In Scott McPherson’s new play at Playwrights Horizons in New York, test results are never good news. Bessie (Laura Esterman), 40 years old and single, isn’t exhausted just because she’s spent most of her life caring for her father, a bedridden stroke victim who can’t speak and whore only pleasure is seeing the bobbing patterns of light made by flicking a mirror. “Dad’s been dying for about 20 years. He’s doing it real slow, so I don’t miss anything,” says Bessie, matter-of-factly. Or because her her sweetly dippy Aunt Ruth (Alice Drummond), who has a bad back and wears a biofeedback device that sets off the automatic garage-door opener. No, things get worse: Bessie is diagnosed with leukemia. Her only hope is a bone-marrow transplant, so her estranged sister, Lee (Lisa Emery), turns up as a potential donor along with Lee’s two sons-one of whom has been in a mental hospital because he burned down their house. Talk about a dysfunctional family.

“Marvin’s Room” has a wonderful cast, who steer the play as it veers between sadness and whimsy, agony and irony. The tone keeps shifting, but never becomes maudlin or saccharine-tough to pull off because Bessie is a saint. “I just did what anyone would do,” she protests. “I can’t imagine a better way to have spent my life.” As the play’s anchor, Esterman gives Bessie a radiant, loopy charm. She is the madonna; her sister Lee the slutty, bitter divorcee in tight pants. Bessie knows how to win over Hank (Mark Rosenthal), Lee’s angry adolescent arsonist son, who wears a T shirt with a happy face that’s been shot in the forehead. Lee, on the other hand, parcels out love to Hank as frugally as she offers him M&Ms-*ne by one. In this household, it’s clearly the healthy people who need a spiritual cure. Director David Petrarca keeps the tight scenes moving: some are darkly comic, many are painful and occasionally one of them-such as Bessie’s tale of her one true love-doesn’t quite ring true.

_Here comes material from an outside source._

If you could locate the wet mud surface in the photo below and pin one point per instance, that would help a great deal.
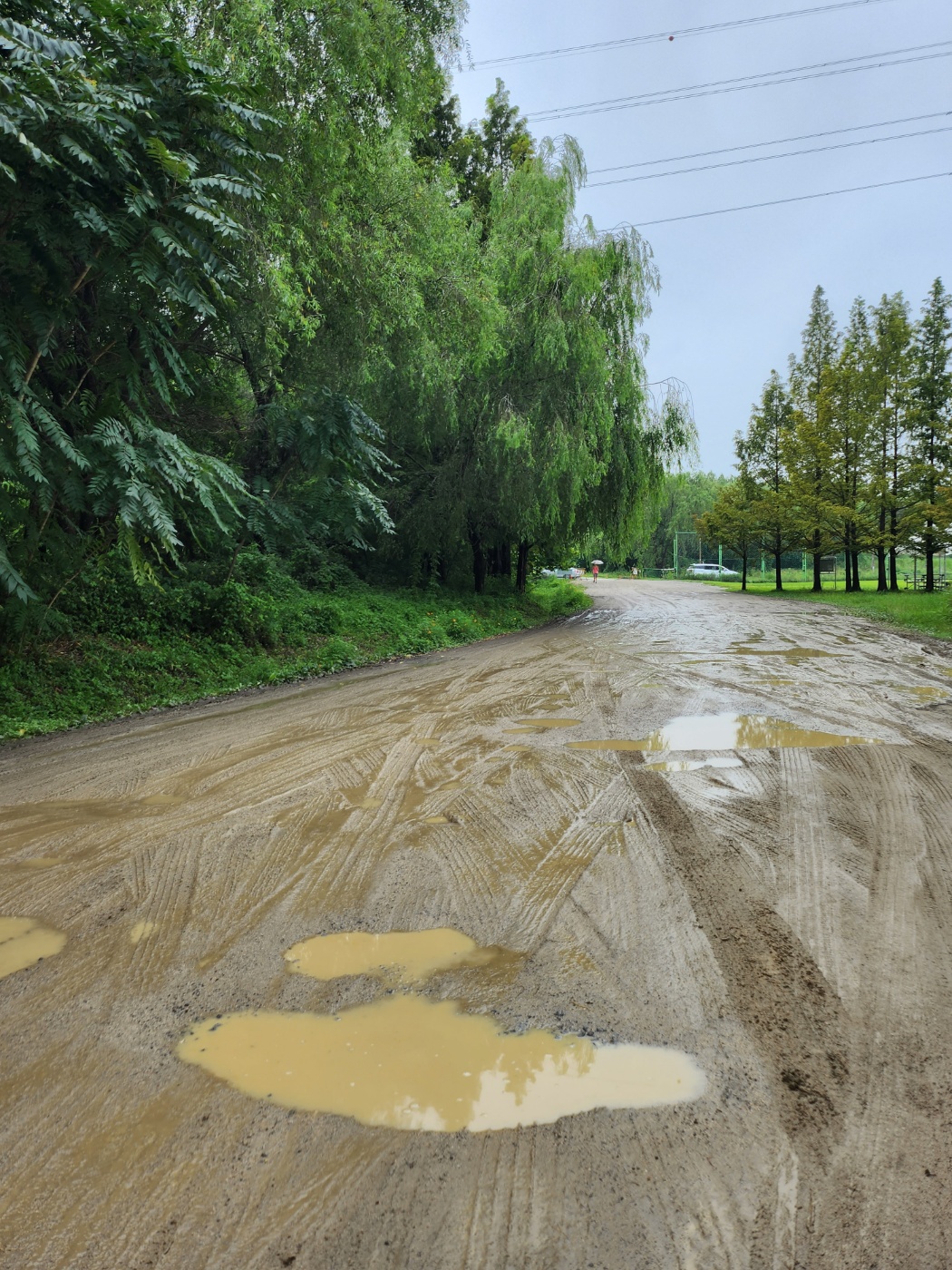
(704, 880)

This is the second full-length play by the talented 32-year-old McPherson. It was first performed in Chicago, where he lives, and the Seattle Repertory Theatre plans to stage a production in late January. In a program note, the playwright writes about how he grew up with a grandmother bedridden by cancer and took it in stride. He also writes that his lover is ill with AIDS; and he has suffered from AIDS-related illnesses as well. Though “Marvin’s Room” could be taken as a metaphor for coping with AIDS, it is far more universal. Anyone who has been on the dark side of the looking glass of chronic illness will recognize the touchstones, even the absurd ones. But more than that, the play is about choosing a life. “I’ve had such love in my life,” says Bessie of her invalid father and aunt. “I mean-I love them. " When Bessie’s blood tests come back, that love can’t take away her fear. But it makes her feel more satisfaction than self-pity.